In PostgreSQL 14, two compression algorithms are supported: pglz and lz4. And the default value of the parameter default_toast_compression is still pglz. I can't explain why the default value is still pglz, which is not performant.
In this note I will show you why we should set the parameter default_toast_compression to LZ4.
I will start with a little scripts to demonstrate a point about column compressioin.
I have created two tables. One has a column with the compression algorithm of PGLZ. The other has a column with the compression algorithm of LZ4.
DROP TABLE T2;
CREATE TABLE T2(
ID INT,
C1 TEXT COMPRESSION pglz)
;
DROP TABLE T3;
CREATE TABLE T3(
ID INT,
C1 TEXT COMPRESSION lz4)
;
analdb=# \d+ t2
Table "public.t2"
Column | Type | Collation | Nullable | Default | Storage | Compression | Stats target | Description
--------+---------+-----------+----------+---------+----------+-------------+--------------+-------------
id | integer | | | | plain | | |
c1 | text | | | | extended | pglz | |
Access method: heap
analdb=# \d+ t3
Table "public.t3"
Column | Type | Collation | Nullable | Default | Storage | Compression | Stats target | Description
--------+---------+-----------+----------+---------+----------+-------------+--------------+-------------
id | integer | | | | plain | | |
c1 | text | | | | extended | lz4 | |
Access method: heap
I inserted 100,000 rows into those two tables to check the speed of the insert operation.
analdb=# \timing
Timing is on.
analdb=# INSERT INTO T2 SELECT i, repeat(i::varchar||'kkk',1000) FROM generate_series(1,100000) a(i);
INSERT 0 100000
Time: 4158.828 ms (00:04.159)
analdb=# INSERT INTO T3 SELECT i, repeat(i::varchar||'kkk',1000) FROM generate_series(1,100000) a(i);
INSERT 0 100000
Time: 767.550 ms
analdb=# select id, pg_column_compression(c1) from t2 limit 1;
id | pg_column_compression
----+-----------------------
1 | pglz
analdb=# select id, pg_column_compression(c1) from t3 limit 1;
id | pg_column_compression
----+-----------------------
1 | lz4
As you can see, the time spent on data insertion increases significantly when using PGLZ. LZ4 compression only takes about 1/7 of the time spent by PGLZ.
I checked the size of those two tables.
analdb=# select relname, relpages, relpages*8/1024 size_MB, reltuples, reltoastrelid, pg_relation_filepath(reltoastrelid)

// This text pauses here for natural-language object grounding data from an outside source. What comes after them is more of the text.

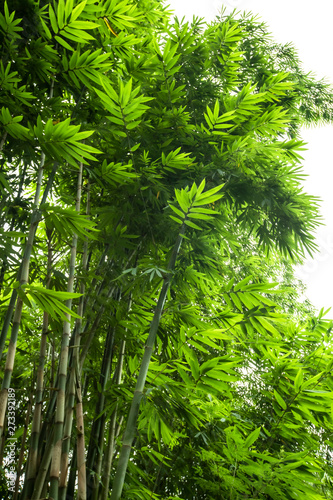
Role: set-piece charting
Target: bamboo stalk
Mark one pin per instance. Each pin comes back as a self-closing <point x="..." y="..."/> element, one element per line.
<point x="62" y="376"/>
<point x="34" y="452"/>
<point x="43" y="469"/>
<point x="129" y="434"/>
<point x="22" y="449"/>
<point x="97" y="431"/>
<point x="112" y="431"/>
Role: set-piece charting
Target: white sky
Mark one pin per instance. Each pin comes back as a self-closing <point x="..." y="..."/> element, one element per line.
<point x="308" y="26"/>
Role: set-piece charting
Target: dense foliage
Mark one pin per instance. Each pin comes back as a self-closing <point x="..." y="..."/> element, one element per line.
<point x="151" y="209"/>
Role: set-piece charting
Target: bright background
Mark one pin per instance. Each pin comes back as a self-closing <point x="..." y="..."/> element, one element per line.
<point x="308" y="26"/>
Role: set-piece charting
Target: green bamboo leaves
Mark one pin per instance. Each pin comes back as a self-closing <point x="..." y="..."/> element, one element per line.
<point x="47" y="300"/>
<point x="63" y="141"/>
<point x="63" y="17"/>
<point x="191" y="202"/>
<point x="126" y="107"/>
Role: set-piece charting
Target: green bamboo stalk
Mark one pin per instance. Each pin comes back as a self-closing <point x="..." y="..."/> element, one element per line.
<point x="112" y="431"/>
<point x="62" y="375"/>
<point x="43" y="469"/>
<point x="19" y="304"/>
<point x="81" y="459"/>
<point x="72" y="383"/>
<point x="129" y="434"/>
<point x="22" y="450"/>
<point x="35" y="219"/>
<point x="97" y="431"/>
<point x="34" y="453"/>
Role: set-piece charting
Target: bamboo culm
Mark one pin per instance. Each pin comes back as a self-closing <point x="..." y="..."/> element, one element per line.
<point x="129" y="434"/>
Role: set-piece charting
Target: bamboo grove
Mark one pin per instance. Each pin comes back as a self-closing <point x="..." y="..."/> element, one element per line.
<point x="152" y="342"/>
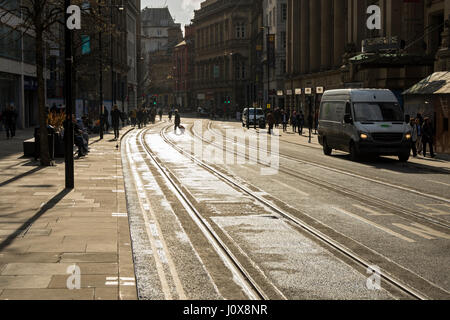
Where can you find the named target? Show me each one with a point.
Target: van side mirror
(348, 119)
(407, 118)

analdb-# from pg_class where relname in ('t2', 't3');
relname | relpages | size_mb | reltuples | reltoastrelid | pg_relation_filepath
---------+----------+---------+-----------+---------------+----------------------
t3 | 1126 | 8 | 100000 | 16795 | base/16388/16801
t2 | 1799 | 14 | 100000 | 16790 | base/16388/16804
We can see that the compression ratio of LZ4 is better.
I checked the speed of update operation.
analdb=# update t2
set c1 = repeat('abc',1000);
UPDATE 100000
Time: 1654.965 ms (00:01.655)
analdb=# update t3
set c1 = repeat('abc',1000);
UPDATE 100000
Time: 448.726 ms
We can see that it takes longer to update a column with the compression algorithm PGLZ.
Conclusion
Compared with PGLZ, LZ4 is more efficient. I highly recommend you should set the parameter default_toast_compression to LZ4.